第一審請求認容(救済命令の取り消しが認められた)
控訴審控訴棄却(Aらの不服申し立ては認められなかった)

判旨・判旨の概要 上告棄却

(1)本件リボン闘争は、就業時間中に行われた組合活動であって参加人組合の正当な行為に当たらないとした原審の判断は、結論において正当として是認することができる。

(2)(伊藤正巳裁判官補足意見)就業時間中の組合活動は、使用者の明示又は黙示の承諾があるか又は労使の慣行上許されている場合のほか認められないとされているが、これは、労働者の負う職務専念義務、すなわち労働契約により労働者は就業時間中その活動力をもっぱら職務の遂行に集中する義務を負うことに基づくものとされている。

(3)もっとも、職務専念義務と何ら支障なく両立し、使用者の業務を具体的に阻害することのない行動は、必ずしも職務専念義務に違背するものではないと解する。
 職務専念義務に違背する行動に当たるかどうかは、使用者の業務や労働者の職務の性質・内容、当該行動の態様など諸般の事情を勘案して判断されることになる。

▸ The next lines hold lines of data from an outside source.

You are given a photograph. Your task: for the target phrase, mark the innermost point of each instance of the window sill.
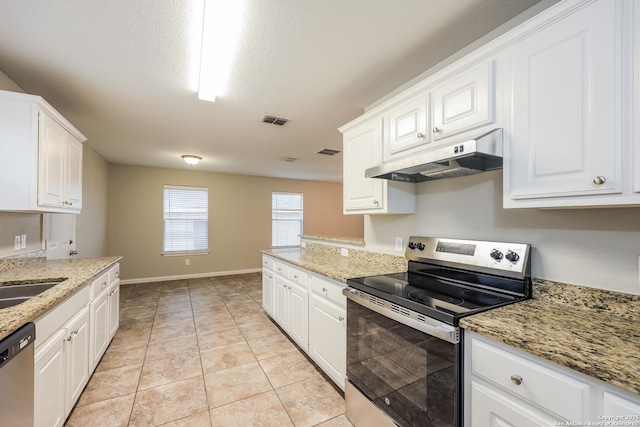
(186, 253)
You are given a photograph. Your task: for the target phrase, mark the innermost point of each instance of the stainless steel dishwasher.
(16, 377)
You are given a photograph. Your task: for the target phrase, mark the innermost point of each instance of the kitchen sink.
(13, 294)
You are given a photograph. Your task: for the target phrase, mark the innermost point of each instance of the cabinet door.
(267, 291)
(299, 307)
(74, 168)
(114, 309)
(362, 150)
(50, 380)
(408, 127)
(491, 408)
(77, 357)
(328, 338)
(464, 102)
(99, 315)
(51, 162)
(281, 299)
(565, 137)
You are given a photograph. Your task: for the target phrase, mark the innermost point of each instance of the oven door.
(411, 375)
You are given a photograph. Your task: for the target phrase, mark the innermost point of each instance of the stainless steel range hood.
(466, 157)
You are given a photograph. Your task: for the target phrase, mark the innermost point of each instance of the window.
(186, 220)
(286, 219)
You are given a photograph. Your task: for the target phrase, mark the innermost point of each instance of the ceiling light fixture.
(191, 159)
(220, 33)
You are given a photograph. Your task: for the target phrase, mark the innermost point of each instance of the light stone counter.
(327, 261)
(78, 271)
(589, 330)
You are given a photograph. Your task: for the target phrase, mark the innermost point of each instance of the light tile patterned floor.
(202, 353)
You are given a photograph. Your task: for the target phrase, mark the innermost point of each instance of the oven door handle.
(405, 316)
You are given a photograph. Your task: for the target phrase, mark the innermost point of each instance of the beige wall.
(239, 218)
(91, 224)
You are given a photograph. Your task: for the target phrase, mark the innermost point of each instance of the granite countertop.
(327, 261)
(78, 271)
(589, 330)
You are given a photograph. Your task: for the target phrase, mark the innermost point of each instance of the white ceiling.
(124, 72)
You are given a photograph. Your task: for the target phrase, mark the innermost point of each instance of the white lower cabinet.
(311, 310)
(505, 386)
(70, 340)
(291, 302)
(328, 328)
(62, 371)
(105, 314)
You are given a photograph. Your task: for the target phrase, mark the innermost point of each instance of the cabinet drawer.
(100, 284)
(268, 263)
(328, 289)
(114, 273)
(282, 269)
(53, 319)
(554, 391)
(299, 276)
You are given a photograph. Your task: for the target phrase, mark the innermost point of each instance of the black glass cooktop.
(443, 296)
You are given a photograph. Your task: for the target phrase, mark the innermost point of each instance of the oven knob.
(512, 256)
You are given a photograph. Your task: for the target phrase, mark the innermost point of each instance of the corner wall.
(239, 219)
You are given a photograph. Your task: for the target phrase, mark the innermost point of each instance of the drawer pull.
(516, 379)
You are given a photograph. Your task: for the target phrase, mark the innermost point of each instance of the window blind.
(286, 219)
(186, 220)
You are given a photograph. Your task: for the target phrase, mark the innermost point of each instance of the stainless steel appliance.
(456, 158)
(16, 377)
(404, 345)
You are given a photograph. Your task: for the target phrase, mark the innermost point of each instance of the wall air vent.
(328, 151)
(274, 120)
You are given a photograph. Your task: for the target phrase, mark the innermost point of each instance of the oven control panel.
(473, 254)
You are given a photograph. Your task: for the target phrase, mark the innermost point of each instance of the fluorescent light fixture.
(191, 159)
(220, 33)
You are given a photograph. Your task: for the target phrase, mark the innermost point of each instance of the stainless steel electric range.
(404, 345)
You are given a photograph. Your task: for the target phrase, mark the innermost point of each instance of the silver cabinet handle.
(599, 180)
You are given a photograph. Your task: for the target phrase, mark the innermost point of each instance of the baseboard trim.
(188, 276)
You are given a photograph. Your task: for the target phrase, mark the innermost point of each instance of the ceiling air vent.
(280, 121)
(328, 151)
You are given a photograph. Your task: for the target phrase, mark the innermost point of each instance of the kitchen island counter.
(77, 271)
(327, 261)
(589, 330)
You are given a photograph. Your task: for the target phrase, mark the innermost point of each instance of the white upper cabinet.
(464, 102)
(42, 171)
(362, 149)
(571, 143)
(408, 127)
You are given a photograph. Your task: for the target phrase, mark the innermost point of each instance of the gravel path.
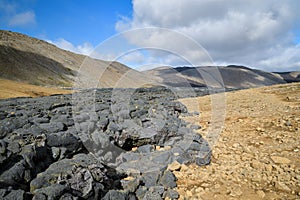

(4)本件リボン闘争は、組合員たる労働者の職務を誠実に履行する義務と両立しないものであり、ホテルの業務に具体的に支障を来すものと認められる。

解説・ポイント

 労働契約上の義務に反する活動には正当性は認められません。
 例えば、勤務時間中の組合活動は労働義務(職務専念義務)に反するため、使用者がこれを許容していない限り正当性を欠くものとされています。

 本事案で問題となったように、勤務時間中のリボン・バッジ着用については、労働契約上の職務専念義務に反するため正当性を欠くと判断されることになります(つまり、正当な組み合活動にはあたらないということです)。

 他方、就業時間中ではなく、休憩時間中に食堂など会社の施設で平穏な態様でビラを配布するなど職場内の秩序を乱す恐れのない態様で組合活動が行われている場合には、実質的に使用者の許諾がなくとも正当な組合活動と判断される可能性があります。このような場合、施設の利用について使用者が許諾を与えないこと自体が施設管理権の濫用と判断され得るためです。

 正当な組活動といえるかは、一般的に組合活動の態様で判断されるようですが、実際には就業時間中の組合活動か休憩時間中の組合活動かが問題とされているようにも見受けられます。